Tunable bilayer dielectric metasurface via stacking magnetic mirrors

TL;DR

This paper presents a tunable bilayer dielectric metasurface made of stacked magnetic mirrors, enabling reversible switching between high reflection and high transmission by adjusting interlayer spacing, with potential applications in optical switching.

Contribution

The work introduces a novel method of stacking magnetic mirrors to achieve tunability in metasurfaces through interlayer coupling control, differing from traditional functional superposition approaches.

Findings

Reversible switching between high reflection and high transmission achieved.

Interlayer spacing controls the coupling strength and optical response.

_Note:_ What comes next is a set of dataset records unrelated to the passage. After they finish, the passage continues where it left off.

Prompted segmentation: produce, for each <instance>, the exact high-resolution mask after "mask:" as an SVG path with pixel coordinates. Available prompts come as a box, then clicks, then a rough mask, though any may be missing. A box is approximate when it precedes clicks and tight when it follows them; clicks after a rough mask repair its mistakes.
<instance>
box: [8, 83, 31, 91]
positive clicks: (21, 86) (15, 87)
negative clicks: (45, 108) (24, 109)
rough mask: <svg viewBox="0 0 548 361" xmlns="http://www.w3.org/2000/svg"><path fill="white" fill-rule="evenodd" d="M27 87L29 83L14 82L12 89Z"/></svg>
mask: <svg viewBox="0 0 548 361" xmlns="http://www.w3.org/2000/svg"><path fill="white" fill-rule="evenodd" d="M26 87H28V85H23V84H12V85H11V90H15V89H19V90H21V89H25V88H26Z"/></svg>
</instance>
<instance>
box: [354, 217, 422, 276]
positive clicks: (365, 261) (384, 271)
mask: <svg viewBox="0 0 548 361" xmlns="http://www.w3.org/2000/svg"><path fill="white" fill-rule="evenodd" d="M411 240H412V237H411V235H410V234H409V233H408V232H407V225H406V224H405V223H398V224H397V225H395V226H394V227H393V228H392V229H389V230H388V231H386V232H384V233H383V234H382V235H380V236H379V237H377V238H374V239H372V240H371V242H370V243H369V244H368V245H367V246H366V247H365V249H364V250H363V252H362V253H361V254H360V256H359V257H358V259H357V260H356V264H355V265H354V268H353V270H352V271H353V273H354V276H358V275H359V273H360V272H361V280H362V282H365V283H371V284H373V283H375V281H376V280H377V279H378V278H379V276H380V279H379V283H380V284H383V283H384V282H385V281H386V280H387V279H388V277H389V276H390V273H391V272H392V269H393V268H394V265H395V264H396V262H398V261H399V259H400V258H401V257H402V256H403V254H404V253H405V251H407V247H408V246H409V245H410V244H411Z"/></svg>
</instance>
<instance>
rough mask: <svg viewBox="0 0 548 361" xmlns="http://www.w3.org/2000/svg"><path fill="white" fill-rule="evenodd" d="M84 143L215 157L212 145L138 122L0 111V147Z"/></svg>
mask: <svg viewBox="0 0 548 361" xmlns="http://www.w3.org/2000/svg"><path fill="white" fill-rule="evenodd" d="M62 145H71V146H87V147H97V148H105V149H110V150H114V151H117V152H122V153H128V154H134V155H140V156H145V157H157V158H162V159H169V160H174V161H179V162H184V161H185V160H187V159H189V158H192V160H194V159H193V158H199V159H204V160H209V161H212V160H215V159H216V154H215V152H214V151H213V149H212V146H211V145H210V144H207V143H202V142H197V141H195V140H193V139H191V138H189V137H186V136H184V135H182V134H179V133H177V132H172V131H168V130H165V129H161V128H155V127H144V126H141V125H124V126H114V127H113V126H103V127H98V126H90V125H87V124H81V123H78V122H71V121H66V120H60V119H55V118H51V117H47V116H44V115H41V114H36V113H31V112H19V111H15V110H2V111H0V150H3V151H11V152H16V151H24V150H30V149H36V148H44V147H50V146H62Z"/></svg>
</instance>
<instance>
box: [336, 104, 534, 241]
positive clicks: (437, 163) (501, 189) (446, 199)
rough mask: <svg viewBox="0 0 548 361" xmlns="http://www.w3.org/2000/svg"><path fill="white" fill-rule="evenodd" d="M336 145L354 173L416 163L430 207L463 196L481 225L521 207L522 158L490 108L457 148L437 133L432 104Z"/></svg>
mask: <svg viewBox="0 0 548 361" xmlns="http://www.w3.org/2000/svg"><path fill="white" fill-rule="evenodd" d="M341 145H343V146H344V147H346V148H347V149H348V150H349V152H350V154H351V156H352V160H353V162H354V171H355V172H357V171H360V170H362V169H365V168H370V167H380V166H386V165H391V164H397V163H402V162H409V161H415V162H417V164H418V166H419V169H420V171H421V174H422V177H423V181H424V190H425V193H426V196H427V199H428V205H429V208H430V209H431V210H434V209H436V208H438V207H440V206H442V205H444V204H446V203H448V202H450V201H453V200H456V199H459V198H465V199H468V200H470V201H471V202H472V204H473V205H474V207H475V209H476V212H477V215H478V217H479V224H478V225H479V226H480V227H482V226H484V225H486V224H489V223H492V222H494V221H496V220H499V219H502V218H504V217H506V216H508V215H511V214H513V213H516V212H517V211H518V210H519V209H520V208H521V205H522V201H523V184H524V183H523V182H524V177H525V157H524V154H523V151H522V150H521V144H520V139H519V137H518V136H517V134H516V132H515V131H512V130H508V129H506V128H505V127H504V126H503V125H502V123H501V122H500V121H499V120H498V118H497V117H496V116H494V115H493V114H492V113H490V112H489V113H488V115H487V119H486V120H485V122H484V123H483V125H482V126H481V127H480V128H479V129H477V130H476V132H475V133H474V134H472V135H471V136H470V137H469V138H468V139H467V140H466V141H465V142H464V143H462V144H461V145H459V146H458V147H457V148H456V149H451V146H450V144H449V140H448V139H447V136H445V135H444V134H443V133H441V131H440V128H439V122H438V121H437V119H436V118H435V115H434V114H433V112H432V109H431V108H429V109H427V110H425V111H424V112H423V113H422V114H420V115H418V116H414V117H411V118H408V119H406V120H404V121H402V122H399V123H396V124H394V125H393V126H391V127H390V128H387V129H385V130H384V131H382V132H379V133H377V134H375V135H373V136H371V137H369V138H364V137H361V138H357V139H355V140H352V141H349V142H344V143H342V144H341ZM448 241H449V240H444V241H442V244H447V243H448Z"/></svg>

High transmission robustness against perturbations.

Abstract

Functional tunability, environmental adaptability, and easy fabrication are highly desired properties in metasurfaces. Here we provide a tunable bilayer metasurface composed of two stacked identical dielectric magnetic mirrors, which are excited by the dominant electric dipole and other magnetic multipoles, exhibiting nonlocal electric field enhancement near the interface and high reflection. Differ from the tunability through the direct superposition of two structures with different functionalities, we achieve the reversible conversion between high reflection and high transmission by manipulating the interlayer coupling near the interface between the two magnetic mirrors. The magnetic mirror effect boosts the interlayer coupling when the interlayer spacing is small. Decreasing the interlayer spacing of the bilayer metasurface leads to stronger interlayer coupling and scattering suppression of the meta-atom, which results in high transmission. On the contrary, increasing the spacing leads to weaker interlayer coupling and scattering enhancement, which results in high reflection. The high transmission of the bilayer metasurface has good robustness due to that the meta-atom with interlayer coupling can maintain the scattering suppression against adjacent meta-atom movement and disordered position perturbation. This work provides a straightforward method (i.e. stacking magnetic mirrors) to design tunable metasurface, shed new light on high-performance optical switches applied in communication and sensing.